A howl split the night air and I froze, glancing around the shadows for where the sound had come from.
Deep, rough barking followed the howl, and I screamed and jumped at Camden, clawing at his shirt—only faintly aware of how muscled his chest was.
“Do you see it? Do you see the dog? Oh my gosh. Where is it?” My voice was high pitched and crazy, and I was trying to literally climb Camden’s body like a tree.
But I couldn’t help it.
I hated dogs. HATED them.
Camden’s arms wrapped around me, his voice calm but tinged with concern. “It’s probably just a stray,” he reassured me, stroking a hand soothingly down my hair.
The barking got closer, and I screamed again, tears dripping down my face. “Please get me away. Please. Please. Please.” I was trembling—shaking so hard that I bit down on my tongue, blood filling my mouth.
“Holy fuck,” Camden muttered, adjusting my body so he was cradling me against his chest as he started walking. I kept my eyes squeezed shut, holding onto his shirt for dear life as a few more barks sounded from nearby. My breath was coming out in gasps.
“How do you like it in there, little bunny? Gatsby looks awfully hungry,” Michael grinned at me demonically through the bars of the cage he’d put me in as soon as his mother and father left for the weekend.
“Please let me out,” I sobbed as “Gatsby,” Michael’s Doberman, snarled at me from the other side of the cage. Michael had chained him tightly to the cage wall across from me, so he couldn’t quite reach where I was huddled up in the corner...but it was only a matter of time before he let out the chain.
And the dog wouldn’t stop growling at me.
“But you cry so prettily,” Michael mused, settling into a chair like he was about to watch a performance.
He’d eventually gotten up because he was bored, extending Gatsby’s chain so that I only had a small sliver of the cage where I could sit, and then he’d flipped off the lights. It had been pitch black in the basement, and the dog had snarled and pulled on his chain all night, snapping at me, trying to bite me, growling. My leg had slid out from under me at one point, and he’d bit the top of my shoe when I got too close.

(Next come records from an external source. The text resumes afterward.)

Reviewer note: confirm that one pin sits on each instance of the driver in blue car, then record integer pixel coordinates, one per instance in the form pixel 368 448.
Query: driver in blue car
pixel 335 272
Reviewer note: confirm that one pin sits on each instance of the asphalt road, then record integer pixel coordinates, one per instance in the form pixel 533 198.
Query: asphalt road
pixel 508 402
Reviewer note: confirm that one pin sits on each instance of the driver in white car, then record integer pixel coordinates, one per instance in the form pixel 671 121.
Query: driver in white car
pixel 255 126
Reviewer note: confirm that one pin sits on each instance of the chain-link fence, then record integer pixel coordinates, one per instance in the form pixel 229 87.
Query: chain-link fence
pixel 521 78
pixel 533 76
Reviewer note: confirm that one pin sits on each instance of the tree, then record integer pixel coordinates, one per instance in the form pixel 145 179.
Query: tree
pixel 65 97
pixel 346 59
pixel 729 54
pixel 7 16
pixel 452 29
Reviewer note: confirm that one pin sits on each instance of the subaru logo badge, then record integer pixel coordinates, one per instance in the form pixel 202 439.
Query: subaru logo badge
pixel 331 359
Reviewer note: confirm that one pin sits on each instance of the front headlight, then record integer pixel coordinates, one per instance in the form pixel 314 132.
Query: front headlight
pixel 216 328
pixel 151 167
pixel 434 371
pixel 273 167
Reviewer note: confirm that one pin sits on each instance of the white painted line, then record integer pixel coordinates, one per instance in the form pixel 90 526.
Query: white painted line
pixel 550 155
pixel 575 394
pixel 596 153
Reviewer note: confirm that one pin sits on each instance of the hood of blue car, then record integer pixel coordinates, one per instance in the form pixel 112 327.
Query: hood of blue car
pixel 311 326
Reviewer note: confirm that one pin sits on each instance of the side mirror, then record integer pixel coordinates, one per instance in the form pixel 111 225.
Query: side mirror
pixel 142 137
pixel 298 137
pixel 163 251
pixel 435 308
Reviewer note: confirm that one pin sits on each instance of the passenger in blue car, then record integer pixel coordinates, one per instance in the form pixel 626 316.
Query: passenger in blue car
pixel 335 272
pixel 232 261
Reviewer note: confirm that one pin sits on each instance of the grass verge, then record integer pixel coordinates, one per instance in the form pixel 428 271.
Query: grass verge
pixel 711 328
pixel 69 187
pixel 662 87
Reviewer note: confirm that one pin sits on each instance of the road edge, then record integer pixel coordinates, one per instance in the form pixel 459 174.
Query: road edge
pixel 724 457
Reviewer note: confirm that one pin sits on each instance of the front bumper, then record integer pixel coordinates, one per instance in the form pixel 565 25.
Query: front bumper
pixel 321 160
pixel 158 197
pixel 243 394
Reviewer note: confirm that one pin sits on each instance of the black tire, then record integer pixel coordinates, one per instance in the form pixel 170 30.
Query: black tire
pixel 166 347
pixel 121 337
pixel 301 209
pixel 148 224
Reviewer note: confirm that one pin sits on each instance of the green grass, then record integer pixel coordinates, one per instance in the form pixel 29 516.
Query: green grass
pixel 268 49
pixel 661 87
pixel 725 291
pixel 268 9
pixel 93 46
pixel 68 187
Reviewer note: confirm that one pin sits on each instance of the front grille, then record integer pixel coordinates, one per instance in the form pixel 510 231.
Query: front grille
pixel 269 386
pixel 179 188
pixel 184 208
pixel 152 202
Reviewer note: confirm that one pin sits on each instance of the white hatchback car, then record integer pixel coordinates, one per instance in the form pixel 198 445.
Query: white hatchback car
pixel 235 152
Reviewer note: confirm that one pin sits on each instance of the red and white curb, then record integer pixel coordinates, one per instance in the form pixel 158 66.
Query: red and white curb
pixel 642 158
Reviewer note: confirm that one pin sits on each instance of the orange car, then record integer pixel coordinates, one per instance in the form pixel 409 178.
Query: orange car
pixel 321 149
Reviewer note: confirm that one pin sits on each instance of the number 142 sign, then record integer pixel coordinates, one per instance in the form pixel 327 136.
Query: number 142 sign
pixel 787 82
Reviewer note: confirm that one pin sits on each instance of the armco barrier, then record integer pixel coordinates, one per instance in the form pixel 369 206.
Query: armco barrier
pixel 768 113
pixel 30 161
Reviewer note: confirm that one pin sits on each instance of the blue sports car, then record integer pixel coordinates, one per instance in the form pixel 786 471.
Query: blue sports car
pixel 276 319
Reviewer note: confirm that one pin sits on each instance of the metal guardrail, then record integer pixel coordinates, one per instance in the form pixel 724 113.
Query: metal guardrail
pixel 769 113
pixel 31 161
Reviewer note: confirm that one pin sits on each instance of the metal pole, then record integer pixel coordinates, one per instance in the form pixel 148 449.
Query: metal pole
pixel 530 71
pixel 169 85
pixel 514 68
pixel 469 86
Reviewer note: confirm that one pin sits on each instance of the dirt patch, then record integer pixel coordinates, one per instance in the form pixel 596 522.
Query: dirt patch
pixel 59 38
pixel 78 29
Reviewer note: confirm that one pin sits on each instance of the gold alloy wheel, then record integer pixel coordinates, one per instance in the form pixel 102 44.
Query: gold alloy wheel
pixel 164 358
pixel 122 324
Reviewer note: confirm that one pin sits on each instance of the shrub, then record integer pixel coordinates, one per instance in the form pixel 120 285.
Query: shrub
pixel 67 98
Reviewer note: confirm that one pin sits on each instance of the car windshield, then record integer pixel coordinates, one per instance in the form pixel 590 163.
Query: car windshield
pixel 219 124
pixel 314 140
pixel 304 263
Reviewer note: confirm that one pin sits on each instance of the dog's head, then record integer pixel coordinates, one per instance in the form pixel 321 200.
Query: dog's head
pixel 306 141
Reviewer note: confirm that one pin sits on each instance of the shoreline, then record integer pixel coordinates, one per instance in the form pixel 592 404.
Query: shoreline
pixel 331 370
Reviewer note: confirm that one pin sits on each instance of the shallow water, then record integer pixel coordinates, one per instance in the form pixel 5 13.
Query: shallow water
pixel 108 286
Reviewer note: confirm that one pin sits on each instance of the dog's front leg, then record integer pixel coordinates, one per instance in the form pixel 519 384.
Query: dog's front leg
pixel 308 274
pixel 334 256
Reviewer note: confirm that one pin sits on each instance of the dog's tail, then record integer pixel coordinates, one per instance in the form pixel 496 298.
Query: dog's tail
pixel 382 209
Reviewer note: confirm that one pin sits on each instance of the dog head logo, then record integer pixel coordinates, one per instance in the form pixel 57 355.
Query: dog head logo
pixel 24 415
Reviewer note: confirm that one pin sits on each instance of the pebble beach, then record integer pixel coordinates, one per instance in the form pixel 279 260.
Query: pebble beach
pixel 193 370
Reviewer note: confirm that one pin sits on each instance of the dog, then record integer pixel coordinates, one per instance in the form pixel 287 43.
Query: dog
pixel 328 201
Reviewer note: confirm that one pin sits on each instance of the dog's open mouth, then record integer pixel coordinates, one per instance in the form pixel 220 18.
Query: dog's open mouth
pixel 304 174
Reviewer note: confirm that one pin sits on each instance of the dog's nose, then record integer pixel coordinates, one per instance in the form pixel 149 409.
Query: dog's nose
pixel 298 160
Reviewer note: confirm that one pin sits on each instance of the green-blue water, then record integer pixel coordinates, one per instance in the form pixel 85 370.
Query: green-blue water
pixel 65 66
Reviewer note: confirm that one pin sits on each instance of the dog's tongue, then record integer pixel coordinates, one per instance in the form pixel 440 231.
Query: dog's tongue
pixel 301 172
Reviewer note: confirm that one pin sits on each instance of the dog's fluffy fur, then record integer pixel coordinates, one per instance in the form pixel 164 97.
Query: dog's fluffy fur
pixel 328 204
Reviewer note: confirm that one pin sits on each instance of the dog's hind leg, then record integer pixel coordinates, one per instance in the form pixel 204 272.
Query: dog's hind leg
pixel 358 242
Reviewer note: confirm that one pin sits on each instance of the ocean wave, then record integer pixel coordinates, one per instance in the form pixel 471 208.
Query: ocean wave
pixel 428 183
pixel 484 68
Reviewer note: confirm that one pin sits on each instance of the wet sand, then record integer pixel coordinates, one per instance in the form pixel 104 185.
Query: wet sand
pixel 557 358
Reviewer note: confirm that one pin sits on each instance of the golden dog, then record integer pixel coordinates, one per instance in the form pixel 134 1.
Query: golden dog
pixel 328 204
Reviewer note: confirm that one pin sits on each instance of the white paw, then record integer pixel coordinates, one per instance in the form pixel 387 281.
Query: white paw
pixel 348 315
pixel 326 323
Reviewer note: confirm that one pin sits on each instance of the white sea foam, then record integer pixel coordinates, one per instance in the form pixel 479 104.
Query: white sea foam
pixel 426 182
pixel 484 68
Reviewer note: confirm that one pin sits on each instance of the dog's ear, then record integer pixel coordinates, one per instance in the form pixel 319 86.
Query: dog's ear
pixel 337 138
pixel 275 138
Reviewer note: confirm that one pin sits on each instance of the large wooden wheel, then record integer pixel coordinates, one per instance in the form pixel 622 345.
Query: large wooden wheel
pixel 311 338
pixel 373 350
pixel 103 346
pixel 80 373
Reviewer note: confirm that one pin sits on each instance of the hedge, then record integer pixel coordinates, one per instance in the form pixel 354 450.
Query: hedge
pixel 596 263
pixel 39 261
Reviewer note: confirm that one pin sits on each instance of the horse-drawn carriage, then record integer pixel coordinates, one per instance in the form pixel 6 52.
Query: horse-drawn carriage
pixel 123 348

I’d eventually passed out from fear.
And I’d been terrified of dogs ever since.
I came back to the present in Camden’s truck, the scent of nice leather...and him…flooding my senses. I’d soaked his shirt, and I was still gripping it like it held the key to redemption.
I tried to loosen my hands, but I couldn’t get my fingers to work. They were trembling too much.
“Relax,” he soothed.
“I’m sorry,” I whispered into his chest, just allowing myself a second of this. A second of breathing him in, of feeling safe, of feeling okay.
For just a second.
There was something so...safe about Camden. Maybe it was because he was so much older than me. Maybe it was because of how big he was. Or maybe it was because he was holding me like I was the most precious thing he’d ever touched.
Whatever it was...the feeling was dangerous.
“So, I take it you’re scared of dogs,” he mused, his tone light. There wasn’t any judgment in his tone, and he didn’t seem to be making fun of me.
I breathed him in one more time, feeling like a crazy person, and then I forced myself to let him go. Once I sat up, I tried to move from his lap, but his arms pinned me in place.
“There’s no hurry, sweetheart,” he murmured. I finally glanced up at him, expecting to see...I don’t know what. Pity maybe.
But all I could see was concern in his gold-rimmed gaze. Camden’s thumb wiped a lingering tear from my cheek, and I watched, transfixed as he brought his thumb up to his mouth, his pink tongue darting out to lick the moisture off.
“Wow...that was intense,” I breathed, not really knowing what else to say. I only knew that the longer I sat on Camden’s lap...the more another emotion was building inside of me.
He didn’t say anything, his gaze was focused on my lips, a charged intensity filling the cab that I wasn’t sure how to handle.
Something buzzed in his pocket—his phone probably—and we both startled.
Crap, what time was it? I glanced at the console, freaking out when I saw that I had to be in the shelter in twenty minutes, or I wasn’t going to have a place to sleep for the night.